Now, you might think you know what I’m talking about here – pasta, right? Wrong. Penguins? No, not them either. Allow me to take you back to the 18th century. If you were a macaroni, then you were likely the most flamboyant and extravagantly dressed man in the room (which was no small feat in an era of powdered wigs and embroidered everything).
A macaroni was the 18th-century equivalent of a fashion influencer – but with more lace, bigger wigs and a worrying obsession with teeny-tiny hats. The term referred to young men who’d been on the Grand Tour, a kind of aristocratic gap year where wealthy Brits swanned around Europe pretending to appreciate Renaissance art. Italy was a popular destination for these men and many developed a taste for maccaroni (okay, so it is pasta-related) which was little known in Britain at the time. When they returned to London draped in silk, covered in frills and with wigs so tall they made walking through doorways a logistical nightmare, they were said to belong to the Macaroni Club – not an actual club, but a subculture of worldliness, superior style, sophistication and enlightenment. They would even refer to anything that was fashionable or à la mode as ‘very maccaroni’.
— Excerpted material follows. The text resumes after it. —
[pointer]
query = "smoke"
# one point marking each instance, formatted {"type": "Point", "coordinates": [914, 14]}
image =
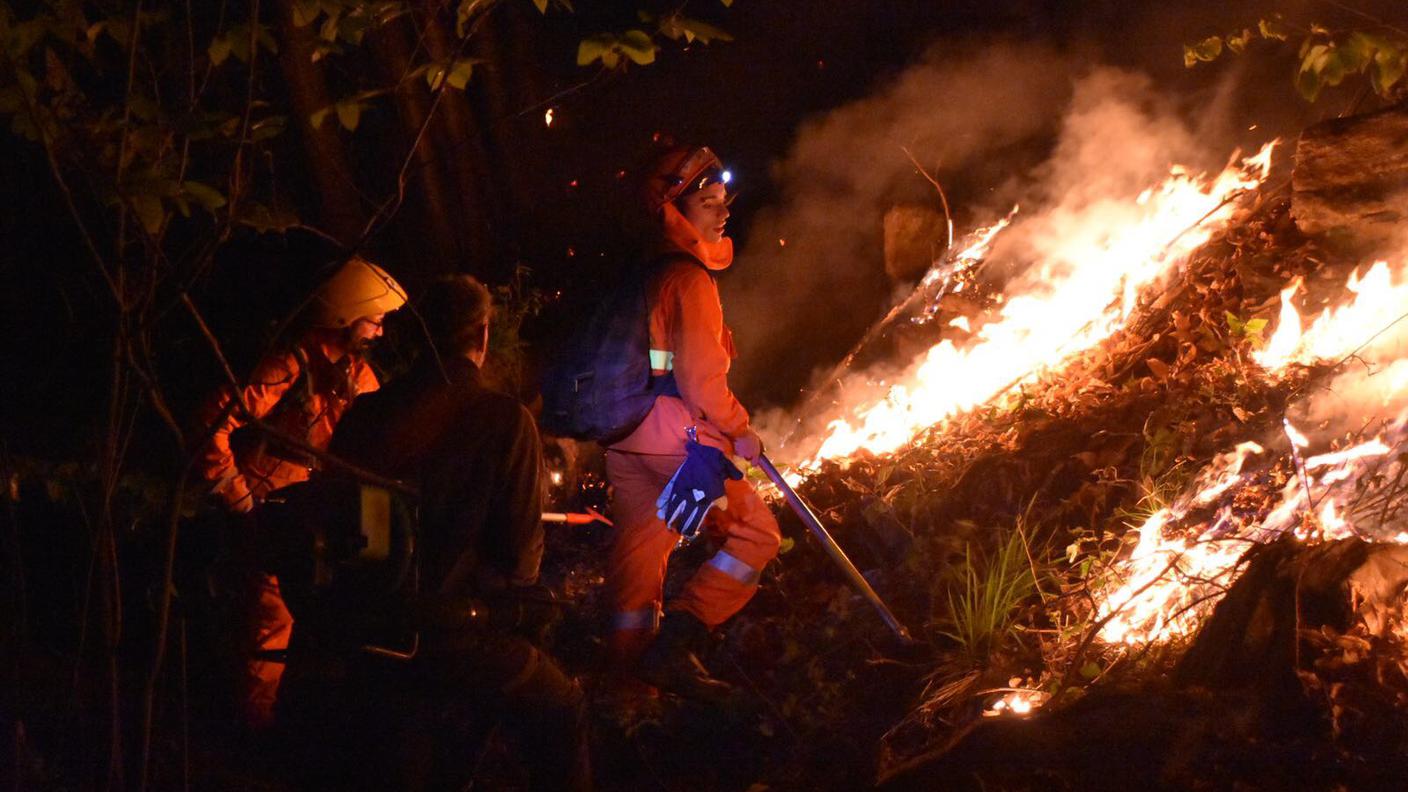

It wasn’t all fun and games and tiddly hats though. Macaronis came to be seen in stereotyped negative terms in Britain, and as symbols of inappropriate effeminacy and bourgeois excess – satirical prints of the time show them mincing around in ludicrous outfits, clutching canes and sporting expressions of supreme self-satisfaction. And with the aristos over the Channel in France losing their heads, this type of extravagant dressing began to fall out of favour at the end of the 18th century when a more restrained aesthetic took over. Don’t worry though – although the French Revolution definitely put a dampener on the most OTT aristocratic styles, dandyism (led by figures like Beau Brummell) emerged soon after. And while it was a little more understated, it still embraced a meticulous approach to fashion. No small hats though, sadly.
The most famous reference to macaronis is probably in the nursery rhyme Yankee Doodle, where the American hero ‘stuck a feather in his cap and called it macaroni’. Written by a Brit, the joke was that the Yankees were so naïve that they believed a feather in the hat was enough to turn them into a sophisticated European macaroni.
But what about the penguin, I hear you ask? Well, the macaroni penguin sports a very fetching yellow crest. They were named by English sailors who came across them in the Falkland Islands in the early 19th century, and thought they bore a spooky resemblance to our macaroni fashionistas.